Literature DB >> 15246488

Symptomatic occipital lobe epilepsy following neonatal hypoglycemia.

Roberto H Caraballo1, Diego Sakr, Marcela Mozzi, Alberto Guerrero, Javier N Adi, Ricardo O Cersósimo, Natalio Fejerman.   

Abstract

This study reports on the clinical, electrophysiologic, and neuroradiologic aspects of patients with epilepsy secondary to neonatal hypoglycemia. Fifteen patients with epilepsy and/or posterior cerebral lesions, and neonatal hypoglycemia were studied in the epilepsy clinic between February 1990 and March 2003. The mean age was 12 years. The different types of neonatal hypoglycemia were as follows: four patients had transitional-adaptive, seven classic transient, two secondary-associated, and two severe recurrent hypoglycemia. As to epilepsy, we recognized a larger group of 12 patients characterized by focal seizures and posterior abnormalities on the electroencephalogram, the majority of whom had a good outcome, and a second group of two patients presenting electroclinical features of encephalopathy with refractory seizures. All patients except two manifested parieto-occipital lesions on neuroradiologic images. Neurologic examination was normal in one patient. Six patients had microcephaly; eight manifested visual disturbances. Fourteen patients were mentally retarded. One had a pervasive developmental disorder.

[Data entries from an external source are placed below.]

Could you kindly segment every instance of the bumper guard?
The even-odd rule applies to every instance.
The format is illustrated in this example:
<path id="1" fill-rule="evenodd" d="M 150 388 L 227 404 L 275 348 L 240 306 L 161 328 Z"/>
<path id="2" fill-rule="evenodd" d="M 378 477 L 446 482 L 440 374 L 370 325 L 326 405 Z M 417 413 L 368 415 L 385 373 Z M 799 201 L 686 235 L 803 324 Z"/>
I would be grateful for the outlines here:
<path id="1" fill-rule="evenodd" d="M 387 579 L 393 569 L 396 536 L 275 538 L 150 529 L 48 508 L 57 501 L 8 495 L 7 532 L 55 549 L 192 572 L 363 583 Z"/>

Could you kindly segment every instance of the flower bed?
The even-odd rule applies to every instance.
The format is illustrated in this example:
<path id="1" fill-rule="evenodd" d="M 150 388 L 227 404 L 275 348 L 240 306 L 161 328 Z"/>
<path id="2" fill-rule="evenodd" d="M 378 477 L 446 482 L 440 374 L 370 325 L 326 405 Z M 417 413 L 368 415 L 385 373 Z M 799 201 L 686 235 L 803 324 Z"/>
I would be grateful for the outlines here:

This study indicates neonatal hypoglycemia may cause posterior cerebral lesions, abnormal findings at neurologic examination, and symptomatic epilepsy, most frequently occipital lobe epilepsy, usually with a good prognosis, and occasionally epileptic encephalopathy with refractory seizures. MRI studies are essential to define the characteristics of cerebral lesions after neonatal hypoglycemia.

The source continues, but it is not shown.